Page 1 of 1

DB2 to SQLServer ETL runs slow..using wrong logical

Posted: Wed Jul 25, 2007 8:48 am
by rmcclure
We are running a simple ETL server job that takes data from the source DB2 table using ODBC and puts it in a target SQLserver 2005 table.

The ETL job runs very slow processing less than 100 rows per second for a job that needs to process about 300K rows.

Working with our DB administrator we found that the ETL job was not using the most efficient logical file for that physical table.

We are trying to understand better why this is happening. Does anyone have any idea what might be the problem? The ETL job? The ODBC driver? DB2?

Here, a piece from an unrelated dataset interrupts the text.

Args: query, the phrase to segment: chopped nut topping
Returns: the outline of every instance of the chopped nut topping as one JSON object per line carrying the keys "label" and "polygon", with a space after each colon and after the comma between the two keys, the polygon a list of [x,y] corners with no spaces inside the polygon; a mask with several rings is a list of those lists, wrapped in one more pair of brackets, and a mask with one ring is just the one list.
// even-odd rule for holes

Posted: Wed Jul 25, 2007 9:17 am
by DSguru2B
Thats internals and I dont think is tunable from your end. Maybe from your DBA's end, it might be.
You could do a few things to identify the bottleneck:
-Do a simple select to a text file and see how fast the select is.
-Use that text file and load it into your target and see how much time it takes to load the file.

This will identify whether the select or the upsert is the problem.
More than likely, it will be the target thats creating a back pressure all the way to your source. For that you could:
-Increase the array size and transaction size
-Use seperate streams for inserts and updates
-Do not pass delete for huge volumes, prefer truncate or a stored procedure that truncates the table.

Re: DB2 to SQLServer ETL runs slow..using wrong logical

Posted: Wed Jul 25, 2007 9:21 am
by chulett
rmcclure wrote:Working with our DB administrator we found that the ETL job was not using the most efficient logical file for that physical table.
We are trying to understand better just what exactly this means. Can you explain what your DBA feels it is doing wrong or not doing correctly with regards to this 'most efficient logical file'?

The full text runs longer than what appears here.